How to make CNC MDF glass cabinet door in Sketchup

A glass-frame MDF door is hard to design and hard to manufacture: a single 17mm sheet routed on the CNC leaves a thin, wide frame that warps and is awkward to machine in one pass. Instead, the 3dshouse plugin splits the door into 2 panels of 9mm each that are CNC cut separately and then glued back into one. Two 9mm faces glued back-to-back form a balanced panel: each layer pulls against the other, so internal stress cancels out and the door stays flat far better than a solid 17mm board, which tends to cup toward whichever face the router removed more material from. It also lets you nest the thin parts more efficiently and machine each side with a smaller bit.

Video tutorials

Step 1: Set model parameters

Use the 3dshouse plugin to load the MDF door, then adjust the parameters to suit your needs. The plugin runs inside SketchUp 2026, which is now a named-user subscription (no perpetual license since 2020) — the door generator works the same across recent SketchUp 2026 releases.

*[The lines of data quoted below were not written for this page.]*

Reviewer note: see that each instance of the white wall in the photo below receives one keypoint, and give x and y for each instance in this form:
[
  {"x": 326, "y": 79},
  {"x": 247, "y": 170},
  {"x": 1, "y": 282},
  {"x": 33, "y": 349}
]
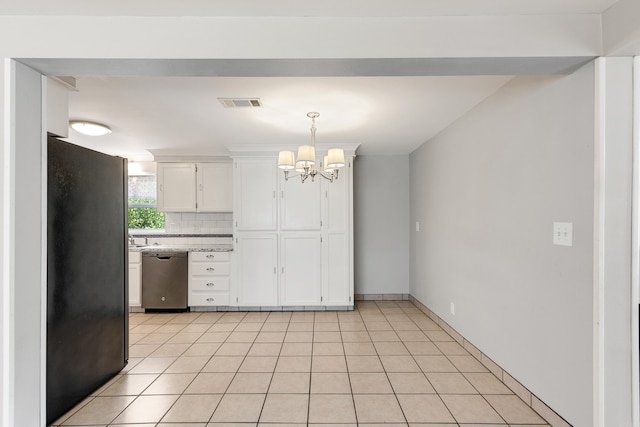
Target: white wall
[
  {"x": 486, "y": 192},
  {"x": 381, "y": 224},
  {"x": 614, "y": 106}
]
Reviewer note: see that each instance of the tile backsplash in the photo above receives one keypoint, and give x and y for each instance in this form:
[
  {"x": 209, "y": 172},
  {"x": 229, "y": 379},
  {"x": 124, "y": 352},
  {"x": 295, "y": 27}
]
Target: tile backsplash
[{"x": 198, "y": 223}]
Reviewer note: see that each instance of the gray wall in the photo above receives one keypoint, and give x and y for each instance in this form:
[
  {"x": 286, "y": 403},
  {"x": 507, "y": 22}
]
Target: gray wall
[
  {"x": 381, "y": 224},
  {"x": 486, "y": 192}
]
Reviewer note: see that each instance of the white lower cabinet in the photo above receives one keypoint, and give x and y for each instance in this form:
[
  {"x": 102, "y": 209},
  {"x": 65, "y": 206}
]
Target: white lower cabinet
[
  {"x": 135, "y": 279},
  {"x": 209, "y": 279},
  {"x": 257, "y": 262},
  {"x": 300, "y": 269}
]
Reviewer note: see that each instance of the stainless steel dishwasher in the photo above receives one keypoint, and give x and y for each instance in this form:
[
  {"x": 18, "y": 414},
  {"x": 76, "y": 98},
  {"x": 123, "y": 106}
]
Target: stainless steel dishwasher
[{"x": 164, "y": 280}]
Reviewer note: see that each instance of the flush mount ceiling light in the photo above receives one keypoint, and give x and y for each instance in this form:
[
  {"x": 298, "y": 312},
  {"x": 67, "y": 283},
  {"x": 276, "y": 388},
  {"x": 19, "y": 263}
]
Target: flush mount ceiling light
[
  {"x": 305, "y": 165},
  {"x": 89, "y": 128}
]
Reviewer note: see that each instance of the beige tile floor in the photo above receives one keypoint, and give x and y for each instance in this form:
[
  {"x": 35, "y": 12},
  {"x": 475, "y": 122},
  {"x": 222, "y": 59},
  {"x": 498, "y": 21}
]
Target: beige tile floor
[{"x": 383, "y": 363}]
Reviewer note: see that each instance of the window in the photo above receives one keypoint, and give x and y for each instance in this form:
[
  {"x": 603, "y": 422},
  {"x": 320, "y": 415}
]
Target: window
[{"x": 142, "y": 212}]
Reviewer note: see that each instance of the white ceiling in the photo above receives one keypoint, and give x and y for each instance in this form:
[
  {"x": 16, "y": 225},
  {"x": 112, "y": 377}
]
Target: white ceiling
[
  {"x": 350, "y": 8},
  {"x": 393, "y": 114},
  {"x": 182, "y": 115}
]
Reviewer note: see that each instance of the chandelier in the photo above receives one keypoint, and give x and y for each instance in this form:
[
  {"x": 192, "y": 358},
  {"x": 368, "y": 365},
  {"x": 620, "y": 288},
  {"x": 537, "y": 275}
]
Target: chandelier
[{"x": 305, "y": 164}]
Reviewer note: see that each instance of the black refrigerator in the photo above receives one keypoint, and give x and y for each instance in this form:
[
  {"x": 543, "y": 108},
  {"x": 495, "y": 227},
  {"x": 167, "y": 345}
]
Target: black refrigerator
[{"x": 87, "y": 254}]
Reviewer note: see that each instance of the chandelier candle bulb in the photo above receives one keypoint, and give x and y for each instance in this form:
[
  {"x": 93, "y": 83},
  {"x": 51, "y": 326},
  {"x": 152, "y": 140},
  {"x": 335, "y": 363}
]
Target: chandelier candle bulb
[
  {"x": 335, "y": 158},
  {"x": 307, "y": 155},
  {"x": 325, "y": 165},
  {"x": 286, "y": 160}
]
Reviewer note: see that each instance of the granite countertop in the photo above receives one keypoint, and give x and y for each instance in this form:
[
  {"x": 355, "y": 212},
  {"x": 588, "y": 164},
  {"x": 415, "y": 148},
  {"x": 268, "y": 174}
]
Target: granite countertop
[{"x": 181, "y": 248}]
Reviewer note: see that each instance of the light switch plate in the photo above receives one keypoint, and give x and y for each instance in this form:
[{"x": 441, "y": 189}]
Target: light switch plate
[{"x": 563, "y": 233}]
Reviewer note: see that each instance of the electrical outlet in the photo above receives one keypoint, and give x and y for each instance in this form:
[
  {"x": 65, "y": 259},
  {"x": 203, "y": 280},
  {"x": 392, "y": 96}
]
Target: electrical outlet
[{"x": 563, "y": 233}]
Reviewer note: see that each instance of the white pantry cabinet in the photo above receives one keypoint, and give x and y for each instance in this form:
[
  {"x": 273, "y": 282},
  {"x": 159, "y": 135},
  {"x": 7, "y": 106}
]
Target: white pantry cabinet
[
  {"x": 255, "y": 190},
  {"x": 194, "y": 187},
  {"x": 300, "y": 269},
  {"x": 309, "y": 241},
  {"x": 135, "y": 279},
  {"x": 256, "y": 279}
]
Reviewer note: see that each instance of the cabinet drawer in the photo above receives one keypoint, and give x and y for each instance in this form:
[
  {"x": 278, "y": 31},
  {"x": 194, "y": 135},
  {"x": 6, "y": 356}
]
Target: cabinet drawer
[
  {"x": 210, "y": 269},
  {"x": 134, "y": 257},
  {"x": 208, "y": 299},
  {"x": 209, "y": 256},
  {"x": 210, "y": 284}
]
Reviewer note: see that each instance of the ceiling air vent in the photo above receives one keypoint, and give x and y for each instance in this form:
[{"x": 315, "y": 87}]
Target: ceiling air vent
[{"x": 240, "y": 102}]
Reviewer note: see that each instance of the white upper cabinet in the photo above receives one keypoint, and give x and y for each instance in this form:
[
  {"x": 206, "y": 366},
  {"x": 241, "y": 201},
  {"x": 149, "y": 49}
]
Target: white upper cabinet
[
  {"x": 300, "y": 204},
  {"x": 215, "y": 187},
  {"x": 176, "y": 187},
  {"x": 336, "y": 209},
  {"x": 195, "y": 187},
  {"x": 255, "y": 190}
]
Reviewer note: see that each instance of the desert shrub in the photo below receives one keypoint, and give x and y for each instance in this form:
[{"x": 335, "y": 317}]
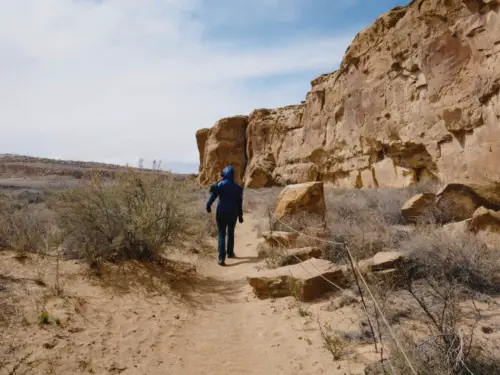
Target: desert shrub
[
  {"x": 442, "y": 272},
  {"x": 200, "y": 225},
  {"x": 23, "y": 226},
  {"x": 132, "y": 217},
  {"x": 461, "y": 259}
]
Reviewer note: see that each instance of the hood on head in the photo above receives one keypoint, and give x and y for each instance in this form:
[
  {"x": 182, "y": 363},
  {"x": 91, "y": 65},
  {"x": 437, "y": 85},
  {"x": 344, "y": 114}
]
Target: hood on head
[{"x": 228, "y": 173}]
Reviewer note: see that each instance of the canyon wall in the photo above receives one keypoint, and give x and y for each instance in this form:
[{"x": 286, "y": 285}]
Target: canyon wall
[{"x": 416, "y": 98}]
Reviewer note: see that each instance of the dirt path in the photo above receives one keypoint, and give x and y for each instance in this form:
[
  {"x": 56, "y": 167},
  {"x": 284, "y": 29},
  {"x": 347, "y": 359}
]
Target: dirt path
[
  {"x": 129, "y": 322},
  {"x": 239, "y": 334}
]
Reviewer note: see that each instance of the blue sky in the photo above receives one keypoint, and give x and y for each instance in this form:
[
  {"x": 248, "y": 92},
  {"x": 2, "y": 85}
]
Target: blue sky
[{"x": 120, "y": 80}]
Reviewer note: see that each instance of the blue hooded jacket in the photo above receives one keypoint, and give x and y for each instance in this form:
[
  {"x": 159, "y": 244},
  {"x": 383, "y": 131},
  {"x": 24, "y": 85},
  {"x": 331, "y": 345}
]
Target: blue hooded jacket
[{"x": 230, "y": 194}]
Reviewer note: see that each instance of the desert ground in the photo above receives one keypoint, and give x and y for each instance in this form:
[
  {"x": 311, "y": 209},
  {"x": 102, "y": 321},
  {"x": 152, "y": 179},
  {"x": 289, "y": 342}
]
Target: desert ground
[{"x": 68, "y": 311}]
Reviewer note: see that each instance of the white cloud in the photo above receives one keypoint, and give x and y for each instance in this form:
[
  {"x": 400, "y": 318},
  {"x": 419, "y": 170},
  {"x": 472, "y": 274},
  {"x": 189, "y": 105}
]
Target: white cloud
[{"x": 122, "y": 79}]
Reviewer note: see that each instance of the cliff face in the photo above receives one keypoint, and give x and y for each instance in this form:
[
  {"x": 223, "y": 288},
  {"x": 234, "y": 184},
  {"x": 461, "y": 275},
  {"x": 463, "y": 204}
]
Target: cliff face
[{"x": 416, "y": 98}]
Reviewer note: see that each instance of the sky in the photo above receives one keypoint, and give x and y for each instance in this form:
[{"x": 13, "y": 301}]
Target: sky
[{"x": 119, "y": 80}]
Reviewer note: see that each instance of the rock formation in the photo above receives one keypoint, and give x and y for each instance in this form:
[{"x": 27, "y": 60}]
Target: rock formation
[
  {"x": 306, "y": 198},
  {"x": 416, "y": 97}
]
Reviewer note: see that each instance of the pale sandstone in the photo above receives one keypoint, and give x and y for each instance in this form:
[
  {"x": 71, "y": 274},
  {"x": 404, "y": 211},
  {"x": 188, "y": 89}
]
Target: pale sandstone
[
  {"x": 307, "y": 281},
  {"x": 306, "y": 198},
  {"x": 418, "y": 206},
  {"x": 416, "y": 98}
]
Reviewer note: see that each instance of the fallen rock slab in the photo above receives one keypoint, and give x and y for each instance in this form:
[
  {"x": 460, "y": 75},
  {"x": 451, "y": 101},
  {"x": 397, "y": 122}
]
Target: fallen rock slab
[
  {"x": 484, "y": 223},
  {"x": 418, "y": 206},
  {"x": 388, "y": 260},
  {"x": 295, "y": 256},
  {"x": 280, "y": 239},
  {"x": 307, "y": 281},
  {"x": 306, "y": 198},
  {"x": 458, "y": 202}
]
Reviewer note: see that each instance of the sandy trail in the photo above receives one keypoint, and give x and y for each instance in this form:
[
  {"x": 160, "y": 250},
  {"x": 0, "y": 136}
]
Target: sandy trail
[
  {"x": 238, "y": 334},
  {"x": 133, "y": 322}
]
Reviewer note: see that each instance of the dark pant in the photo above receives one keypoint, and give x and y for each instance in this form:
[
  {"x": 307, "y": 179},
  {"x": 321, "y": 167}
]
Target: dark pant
[{"x": 226, "y": 224}]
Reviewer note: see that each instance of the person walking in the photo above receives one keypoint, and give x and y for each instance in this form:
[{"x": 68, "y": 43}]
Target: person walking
[{"x": 229, "y": 209}]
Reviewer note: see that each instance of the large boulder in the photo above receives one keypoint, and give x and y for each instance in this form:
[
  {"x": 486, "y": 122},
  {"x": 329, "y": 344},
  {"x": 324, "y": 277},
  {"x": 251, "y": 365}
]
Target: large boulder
[
  {"x": 458, "y": 202},
  {"x": 484, "y": 223},
  {"x": 295, "y": 256},
  {"x": 307, "y": 281},
  {"x": 280, "y": 239},
  {"x": 222, "y": 145},
  {"x": 418, "y": 207},
  {"x": 306, "y": 198}
]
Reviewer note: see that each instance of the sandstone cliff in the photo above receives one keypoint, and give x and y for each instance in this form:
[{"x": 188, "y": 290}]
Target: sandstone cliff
[{"x": 416, "y": 97}]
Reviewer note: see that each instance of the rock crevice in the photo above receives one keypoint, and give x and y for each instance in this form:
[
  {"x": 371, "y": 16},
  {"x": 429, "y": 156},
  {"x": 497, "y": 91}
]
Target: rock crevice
[{"x": 416, "y": 98}]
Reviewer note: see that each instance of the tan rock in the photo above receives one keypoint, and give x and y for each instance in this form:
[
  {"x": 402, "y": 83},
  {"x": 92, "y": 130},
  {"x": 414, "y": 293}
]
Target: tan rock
[
  {"x": 405, "y": 106},
  {"x": 307, "y": 281},
  {"x": 458, "y": 202},
  {"x": 388, "y": 260},
  {"x": 280, "y": 239},
  {"x": 306, "y": 198},
  {"x": 294, "y": 256},
  {"x": 486, "y": 225},
  {"x": 222, "y": 145},
  {"x": 418, "y": 206}
]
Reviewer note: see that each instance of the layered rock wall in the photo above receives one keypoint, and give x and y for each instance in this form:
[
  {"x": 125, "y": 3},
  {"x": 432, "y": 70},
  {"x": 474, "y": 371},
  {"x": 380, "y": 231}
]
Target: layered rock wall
[{"x": 416, "y": 98}]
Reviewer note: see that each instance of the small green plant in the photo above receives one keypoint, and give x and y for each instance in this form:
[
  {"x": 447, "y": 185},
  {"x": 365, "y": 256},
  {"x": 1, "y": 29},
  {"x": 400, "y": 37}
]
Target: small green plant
[{"x": 43, "y": 318}]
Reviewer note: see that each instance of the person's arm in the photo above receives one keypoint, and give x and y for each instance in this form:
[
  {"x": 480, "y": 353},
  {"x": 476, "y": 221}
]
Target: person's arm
[
  {"x": 214, "y": 193},
  {"x": 240, "y": 205}
]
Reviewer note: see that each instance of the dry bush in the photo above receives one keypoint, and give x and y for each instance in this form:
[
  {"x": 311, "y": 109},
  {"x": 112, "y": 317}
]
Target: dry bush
[
  {"x": 24, "y": 226},
  {"x": 200, "y": 225},
  {"x": 131, "y": 218},
  {"x": 444, "y": 271},
  {"x": 365, "y": 220}
]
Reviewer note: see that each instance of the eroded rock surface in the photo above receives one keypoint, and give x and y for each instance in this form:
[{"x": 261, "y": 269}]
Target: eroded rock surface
[
  {"x": 416, "y": 98},
  {"x": 457, "y": 202},
  {"x": 305, "y": 199},
  {"x": 418, "y": 207},
  {"x": 306, "y": 281}
]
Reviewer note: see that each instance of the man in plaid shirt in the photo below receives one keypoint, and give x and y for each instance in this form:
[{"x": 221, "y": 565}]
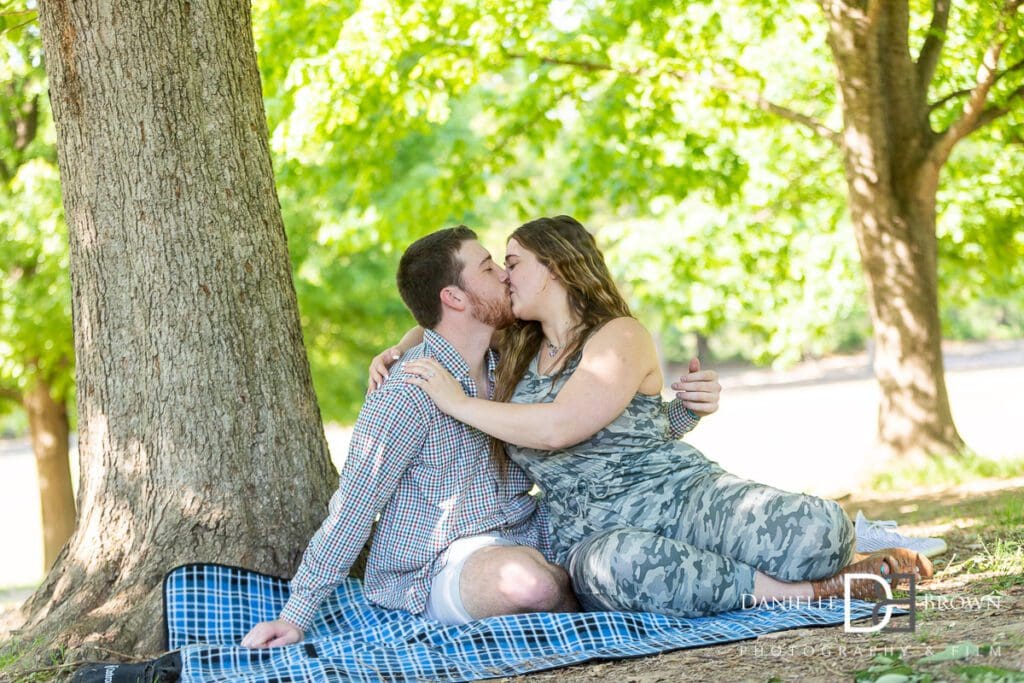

  • Select the door in the plugin

  • Adjust door size to suit actual needs

  • Choose interactive dynamic components to drive the open/close motion of the door

  • Clean Dynamic button: select the 3dshouse plugin’s Clean Dynamic tool and click the model to strip the dynamic attributes and weld the panels together. Run Clean Dynamic before any manual edit — while the dynamic component is still “live”, SketchUp re-evaluates its formulas every time it redraws, so any vertex you move by hand is snapped back to the parametric size on the next redraw. Welding also fuses coplanar faces so the two 9mm halves export as clean single outlines instead of a stack of duplicate edges that the CNC reads as overlapping toolpaths.
Various MDF glass frame in 3dhouse

Step 2: Nesting with the ABF plugin

Select all parts and use the free ABF plugin to output the CNC drawings. Note that the two 9mm sheets are nested and cut as separate parts, then glued together to rebuild the original 17mm door profile. ABF doesn’t send G-code directly — it exports a layered DXF (cut, drill, pocket, edge-banding each on its own layer), which you then import into your CAM/nesting software. So make sure both 9mm halves carry the same grain direction in the layout: glue two panels with crossed grain and the balancing effect that keeps the door flat is lost.